This post should have been made last Feb. , better late than never I guess.
My good freinds from northern Louisiana have this amazing place to play on. Unmolested, we can have all the fun four trappers really need to have. This year was suppose to have been more people, but that don't always happen, and it rained a bunch. The sloughs, backwaters, and creeks really camp up high. I set two traps the day before the rains came, the next morning they were 8 foot under water, no beaver of course.
We held off setting anymore traps until the rain stopped. The next problem would be how to judge the water levels , would they recede fast or slow?
It was a judgement call that I think many trappers encountered in history. Take a given water level, make a set and judge where the water will be the next day. You want to make sure you have enough water to drown a beaver, but also the trap bed has to be correct.
I made a poor judgement in setting one of mine too deep , I lost my beaver, the trap was moved and appears I caught a toenail. My trapping pard, Ron Butler judged the other way and had little drowning water, his beaver chewed out.
It was still a learning experience, and thats what we were after. The traps worked fine, we just judged our water levels wrong. I feel like the same concerns would have been encountered in history, and probably judged more correctly.
We did make a few land sets with the new leaf spring traps I made. There was much to learn again while using these. The long bar on these traps were noted as being a problem area, for coon especially. Right away, the wet ground was seen as the challenge. You couldn't bury the bar, for the wet dirt was holding the spring back. Being 24 inches long, it made an obvious "something is buried here" getting the curiosity of a coon real quick.
Knowing he would likely dig the trap up and toss it aside, i cut a channel just wide enough that the bar would set in it. Then covered it with loose leaves, adding a heavy broken limb over the bar lengthwise, making it real hard to divert the coon to it as he has more important things like bait to look for.
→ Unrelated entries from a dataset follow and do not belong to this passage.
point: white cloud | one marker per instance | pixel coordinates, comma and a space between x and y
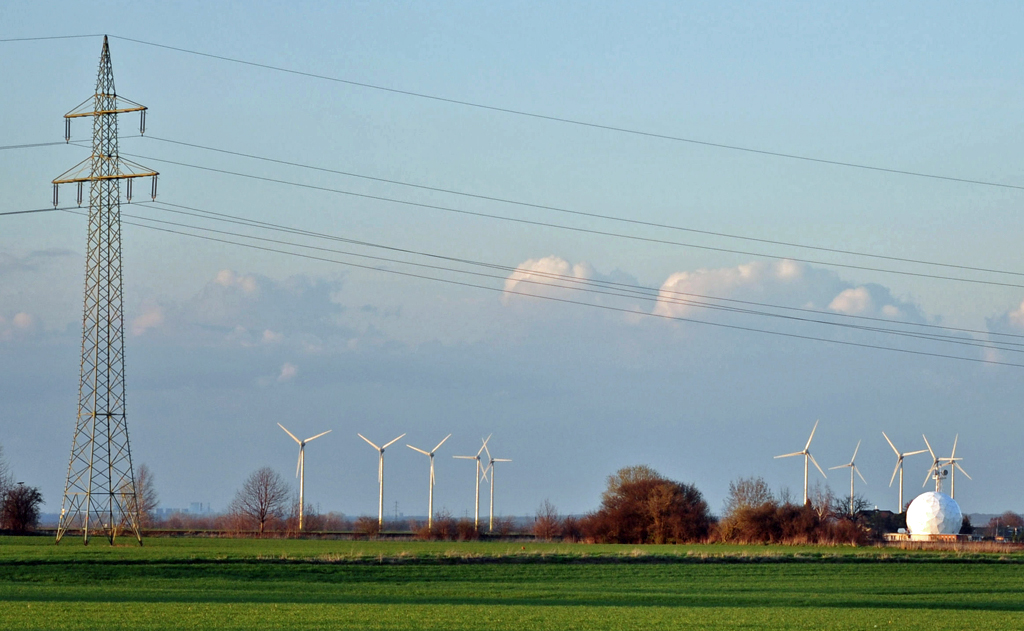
855, 301
537, 276
288, 372
153, 317
1016, 317
23, 321
783, 283
227, 278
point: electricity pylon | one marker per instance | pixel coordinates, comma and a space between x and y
99, 494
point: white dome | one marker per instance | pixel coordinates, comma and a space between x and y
934, 513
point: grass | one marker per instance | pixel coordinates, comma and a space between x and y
279, 584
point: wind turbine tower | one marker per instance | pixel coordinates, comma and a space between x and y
430, 501
476, 508
899, 467
300, 468
380, 476
491, 469
936, 471
853, 467
953, 461
807, 457
99, 492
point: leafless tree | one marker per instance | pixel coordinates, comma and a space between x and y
20, 508
548, 523
5, 477
747, 493
263, 496
144, 496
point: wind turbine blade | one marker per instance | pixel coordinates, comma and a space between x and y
440, 444
391, 443
318, 435
929, 449
290, 433
808, 446
891, 444
482, 447
816, 464
368, 440
956, 464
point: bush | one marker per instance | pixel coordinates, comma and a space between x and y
368, 527
641, 506
467, 530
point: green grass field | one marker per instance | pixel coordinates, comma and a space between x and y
278, 584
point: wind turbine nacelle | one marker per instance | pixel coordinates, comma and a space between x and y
934, 513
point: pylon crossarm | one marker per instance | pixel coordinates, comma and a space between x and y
84, 109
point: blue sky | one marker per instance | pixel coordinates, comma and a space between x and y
225, 341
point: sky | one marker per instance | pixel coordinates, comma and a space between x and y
225, 341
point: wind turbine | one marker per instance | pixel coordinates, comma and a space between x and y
953, 461
807, 456
853, 467
491, 468
899, 467
476, 510
430, 503
380, 476
936, 469
300, 468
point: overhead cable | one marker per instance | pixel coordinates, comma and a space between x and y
580, 123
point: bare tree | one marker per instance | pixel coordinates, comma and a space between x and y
20, 508
747, 493
548, 523
822, 499
5, 478
263, 496
144, 498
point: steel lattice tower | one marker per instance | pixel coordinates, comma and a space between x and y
99, 494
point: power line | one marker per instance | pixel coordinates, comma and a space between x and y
580, 123
34, 144
576, 228
52, 37
570, 301
633, 294
645, 291
26, 212
584, 213
630, 291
The limb doesn't touch the spring, it just lays over the channel , giving the spring all the room it needs.
Something still went wrong , the next morning I found tracks around the set, but nothing would go to it. With all the messing around trying to figure out how to make a perfect set I probably left too much scent behind. Maybe next time I'll get it done right and get off the trap bed without leaving my prescence behind. Had it not rained so much, there would have been more days to work traps, with the limited amount of time, there was only one decent night of trapping.